As I argue in the intro to this book, the advent of general-purpose computers has altered the limitations of the human condition in ways both unforeseen and still poorly understood.

In the middle of the 20th century, something exceptional in the history of mankind happened: a universal tool was invented: the general-purpose computer. For the first time, any human could potentially become an inventor and solve arbitrarily complex problems using pictures of their thought processes projected as information patterns, ie. programs, without the cost of manufacturing new physical artifacts.

Although Charles Babbage can be acknowledged as the forefather of this artifact, the full scope of its generality was only understood by Turing at the start of the 20th century. Indeed, our current general-purpose computers approximating Turing’s abstract machine are one of only two ways that we currently know to make a computer that can compute most of what a human may want to compute; the other way being queue machines, invented later. Furthermore, when the computer is connected to input/output interfaces, it becomes interactive and can convert to and from phenomena of the physical world. Conversely, there is no known other way to assemble artifacts, other than those that can be described by interactive Turing and queue machines, which can compute most of what humans can think of in a way that can influence, or can be influenced by, physical phenomena.

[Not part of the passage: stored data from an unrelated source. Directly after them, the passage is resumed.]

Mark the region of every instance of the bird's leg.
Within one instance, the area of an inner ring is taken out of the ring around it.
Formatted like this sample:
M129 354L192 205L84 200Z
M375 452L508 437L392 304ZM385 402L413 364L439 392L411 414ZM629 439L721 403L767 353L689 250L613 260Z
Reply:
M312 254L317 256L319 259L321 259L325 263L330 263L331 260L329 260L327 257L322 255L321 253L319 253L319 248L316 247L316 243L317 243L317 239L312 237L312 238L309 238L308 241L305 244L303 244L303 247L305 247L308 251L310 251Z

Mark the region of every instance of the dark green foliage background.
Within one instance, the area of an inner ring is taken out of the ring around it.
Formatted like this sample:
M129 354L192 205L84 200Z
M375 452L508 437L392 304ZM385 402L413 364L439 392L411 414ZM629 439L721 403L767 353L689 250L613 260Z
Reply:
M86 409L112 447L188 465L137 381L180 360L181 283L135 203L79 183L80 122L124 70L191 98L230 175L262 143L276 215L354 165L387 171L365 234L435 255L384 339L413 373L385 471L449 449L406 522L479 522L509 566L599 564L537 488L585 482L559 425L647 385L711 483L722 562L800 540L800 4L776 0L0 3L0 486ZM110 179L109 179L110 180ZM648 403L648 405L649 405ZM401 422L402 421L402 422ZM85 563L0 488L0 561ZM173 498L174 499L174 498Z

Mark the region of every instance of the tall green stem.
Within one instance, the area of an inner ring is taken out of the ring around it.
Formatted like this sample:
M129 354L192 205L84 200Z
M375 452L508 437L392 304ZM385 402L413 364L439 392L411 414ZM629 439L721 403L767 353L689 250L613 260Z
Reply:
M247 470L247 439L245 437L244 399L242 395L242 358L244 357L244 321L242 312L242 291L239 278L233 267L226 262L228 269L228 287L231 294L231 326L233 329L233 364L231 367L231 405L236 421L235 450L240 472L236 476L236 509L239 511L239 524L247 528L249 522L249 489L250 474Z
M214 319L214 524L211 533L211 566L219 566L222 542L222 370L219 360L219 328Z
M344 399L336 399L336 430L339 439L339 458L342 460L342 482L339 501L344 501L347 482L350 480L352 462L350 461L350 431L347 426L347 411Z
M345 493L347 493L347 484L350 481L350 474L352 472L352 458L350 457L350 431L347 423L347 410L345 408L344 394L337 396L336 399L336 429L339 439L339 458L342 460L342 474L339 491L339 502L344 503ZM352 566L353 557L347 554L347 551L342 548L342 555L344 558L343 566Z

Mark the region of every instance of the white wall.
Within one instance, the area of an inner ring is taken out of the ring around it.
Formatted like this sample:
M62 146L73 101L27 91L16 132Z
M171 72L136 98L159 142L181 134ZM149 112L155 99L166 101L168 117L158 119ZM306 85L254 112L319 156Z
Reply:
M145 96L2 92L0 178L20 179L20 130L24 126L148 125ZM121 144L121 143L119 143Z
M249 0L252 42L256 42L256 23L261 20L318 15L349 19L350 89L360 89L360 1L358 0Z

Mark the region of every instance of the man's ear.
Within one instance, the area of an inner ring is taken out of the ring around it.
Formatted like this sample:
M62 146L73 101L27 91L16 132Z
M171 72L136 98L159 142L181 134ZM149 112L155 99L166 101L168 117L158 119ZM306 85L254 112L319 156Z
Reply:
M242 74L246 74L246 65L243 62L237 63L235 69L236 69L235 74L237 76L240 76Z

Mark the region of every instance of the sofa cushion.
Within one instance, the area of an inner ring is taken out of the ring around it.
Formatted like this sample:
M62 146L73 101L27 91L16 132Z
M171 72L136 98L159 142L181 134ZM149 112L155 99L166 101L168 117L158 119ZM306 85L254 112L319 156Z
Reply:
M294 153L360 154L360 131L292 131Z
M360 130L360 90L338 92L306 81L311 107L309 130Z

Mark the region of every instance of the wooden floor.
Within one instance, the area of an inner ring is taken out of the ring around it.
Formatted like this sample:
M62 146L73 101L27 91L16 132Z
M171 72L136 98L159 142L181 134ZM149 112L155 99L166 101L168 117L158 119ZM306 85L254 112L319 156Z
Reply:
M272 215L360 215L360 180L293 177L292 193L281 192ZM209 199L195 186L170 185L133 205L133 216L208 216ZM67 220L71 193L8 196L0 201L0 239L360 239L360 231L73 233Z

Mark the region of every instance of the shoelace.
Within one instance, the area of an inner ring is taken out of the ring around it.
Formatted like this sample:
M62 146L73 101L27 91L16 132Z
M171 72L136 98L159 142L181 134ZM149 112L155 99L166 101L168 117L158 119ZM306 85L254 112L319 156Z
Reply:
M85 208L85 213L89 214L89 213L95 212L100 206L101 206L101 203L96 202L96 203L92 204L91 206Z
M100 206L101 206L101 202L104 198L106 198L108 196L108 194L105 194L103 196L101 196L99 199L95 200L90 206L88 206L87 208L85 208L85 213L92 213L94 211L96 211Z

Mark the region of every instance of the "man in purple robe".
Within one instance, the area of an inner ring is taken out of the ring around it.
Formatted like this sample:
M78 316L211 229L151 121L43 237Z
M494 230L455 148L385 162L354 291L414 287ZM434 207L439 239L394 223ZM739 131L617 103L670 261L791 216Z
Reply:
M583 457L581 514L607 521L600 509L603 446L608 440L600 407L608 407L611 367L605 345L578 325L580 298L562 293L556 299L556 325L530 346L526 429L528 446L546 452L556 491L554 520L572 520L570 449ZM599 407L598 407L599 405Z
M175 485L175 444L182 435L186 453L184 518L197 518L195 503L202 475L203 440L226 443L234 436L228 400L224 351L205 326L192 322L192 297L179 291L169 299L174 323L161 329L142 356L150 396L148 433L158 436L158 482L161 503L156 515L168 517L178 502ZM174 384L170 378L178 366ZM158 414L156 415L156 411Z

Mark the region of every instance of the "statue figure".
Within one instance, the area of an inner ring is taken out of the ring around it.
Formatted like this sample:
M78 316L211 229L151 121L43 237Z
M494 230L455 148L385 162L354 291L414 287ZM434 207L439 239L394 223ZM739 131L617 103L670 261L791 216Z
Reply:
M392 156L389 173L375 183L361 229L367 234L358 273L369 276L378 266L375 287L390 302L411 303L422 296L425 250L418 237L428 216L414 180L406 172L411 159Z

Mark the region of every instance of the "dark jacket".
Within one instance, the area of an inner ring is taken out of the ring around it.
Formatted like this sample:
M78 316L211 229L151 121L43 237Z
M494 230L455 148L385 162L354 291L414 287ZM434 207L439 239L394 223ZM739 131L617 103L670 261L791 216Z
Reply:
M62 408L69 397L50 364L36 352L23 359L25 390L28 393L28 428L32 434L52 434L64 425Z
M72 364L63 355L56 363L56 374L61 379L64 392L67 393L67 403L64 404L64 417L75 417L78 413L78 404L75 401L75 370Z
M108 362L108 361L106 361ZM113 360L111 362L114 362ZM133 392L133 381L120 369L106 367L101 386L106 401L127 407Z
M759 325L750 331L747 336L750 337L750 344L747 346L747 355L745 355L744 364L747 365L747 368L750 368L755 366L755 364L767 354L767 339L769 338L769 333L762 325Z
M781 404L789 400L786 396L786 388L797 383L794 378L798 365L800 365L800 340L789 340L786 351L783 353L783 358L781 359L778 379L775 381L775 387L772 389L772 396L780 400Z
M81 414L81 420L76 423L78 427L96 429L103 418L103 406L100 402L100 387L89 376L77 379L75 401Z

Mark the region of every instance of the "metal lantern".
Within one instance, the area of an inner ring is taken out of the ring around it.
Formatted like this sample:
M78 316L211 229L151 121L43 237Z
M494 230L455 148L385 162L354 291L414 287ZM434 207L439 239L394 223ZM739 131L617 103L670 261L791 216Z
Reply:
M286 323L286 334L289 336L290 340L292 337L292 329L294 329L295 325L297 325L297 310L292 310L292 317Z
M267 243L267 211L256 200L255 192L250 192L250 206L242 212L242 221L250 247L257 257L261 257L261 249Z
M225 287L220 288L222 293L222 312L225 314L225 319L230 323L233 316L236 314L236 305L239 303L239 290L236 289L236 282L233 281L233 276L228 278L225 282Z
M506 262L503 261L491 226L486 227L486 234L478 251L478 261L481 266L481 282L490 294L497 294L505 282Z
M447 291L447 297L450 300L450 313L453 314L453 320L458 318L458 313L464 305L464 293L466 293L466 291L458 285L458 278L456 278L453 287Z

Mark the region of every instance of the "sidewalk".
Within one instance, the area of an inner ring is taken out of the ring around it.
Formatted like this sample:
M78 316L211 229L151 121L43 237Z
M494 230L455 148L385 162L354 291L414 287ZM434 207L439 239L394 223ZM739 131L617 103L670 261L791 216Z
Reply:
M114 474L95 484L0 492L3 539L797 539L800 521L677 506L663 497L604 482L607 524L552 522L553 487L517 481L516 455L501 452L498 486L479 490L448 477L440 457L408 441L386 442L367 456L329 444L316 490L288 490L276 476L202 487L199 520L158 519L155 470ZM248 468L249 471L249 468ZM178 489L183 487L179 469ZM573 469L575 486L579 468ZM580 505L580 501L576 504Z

Obviously one does not need to invoke Alan Turing nor his thoughts when building a device that accomplishes a specific task. Census count machines reading punched cards were built and used successfully long before Turing was born. The reason why Turing’s contribution was remarkable is that it created theoretical confidence that a general-purpose hardware platform could be successfully reused, after it is fabricated, to solve problems not defined yet, and thus guaranteeing perpetual employment for software creators.

This confidence stems from the formal thesis of Alonzo Church and Alan Turing on computability–although it really comes from collective work with Post, Kleene and Gödel, cf. `The undecidable <http://isbndb.com/d/book/the_undecidable.html>`__ by Martin Davis for the full story–which establishes that all expressible formulas of arithmetic, which by definition are all possible computations that humans can phrase intelligibly ever (NB: computations (computable functions) are a subset of all functions that can be phrased by humans. In particular there exist intelligibly phraseable non-computable functions, such as the `busy beaver function <http://www.alcatel-lucent.com/bstj/vol41-1962/articles/bstj41-3-877.pdf>`__), can be computed by either an abstract Turing machine, Church’s λ-calculus or partial recursive mathematical functions. (It further establishes that neither of these formalisms can compute anything more, that is, everything we can compute using either can be described by an intelligible, valid formula of arithmetic; but this point is irrelevant here. See G.E.B. by D. Hofstadter for an accessible review of the theoretical and practical consequences.) Moreover, when the machine is universal, the function it computes can become a run-time input, ie. software, while preserving the full generality of the model. Because of this, a hardware platform that resembles a universal Turing machine gives us confidence that it can be reused in the future by new software to solve problems that have not been formulated yet. Since the only conceptual difference between a universal Turing machine and a concrete implementation is the finiteness of storage capacity (vs. the infinite length of Turing’s tape), it is possible to approximate the abstract machine increasingly accurately by simply adding more addresses to the storage, which seems to be technically tractable for the foreseeable future.

This is the crux of what general-purpose computing is about: design and build a hardware platform now, with reasonable confidence founded in logic that they can be used to solve future problems in software.

Since then, other formalisms distinct from Turing machines and λ-calculus have been developed and subsequently proven to be Turing complete, that is, at least as powerful as Turing machines. The models that have received most attention are queue machines (mentioned above), graph reduction machines able to reduce terms of λ-calculus, register-based variations on the Turing machine, the π-calculus, and specific initial states of cellular automata. Any of these models can be made universal, ie. programmable via software, by modeling a single-function machine whose behavior is to read a program from an input device and then evaluate it. They can furthermore be made interactive, ie. connected to the physical world, by introducing basic actions in their evaluation rules that effect external interactions. However, the only computing artifacts built so far have been either Turing-like (register machines) or queue-like (stack machines). All implementations of other formally as powerful models have only existed as simulations of their semantics in programs running on hardware devices that can be primarily described as register or stack machines. It is the Turing-completeness of these specific two models that guarantees the future utility of the constructed artifacts.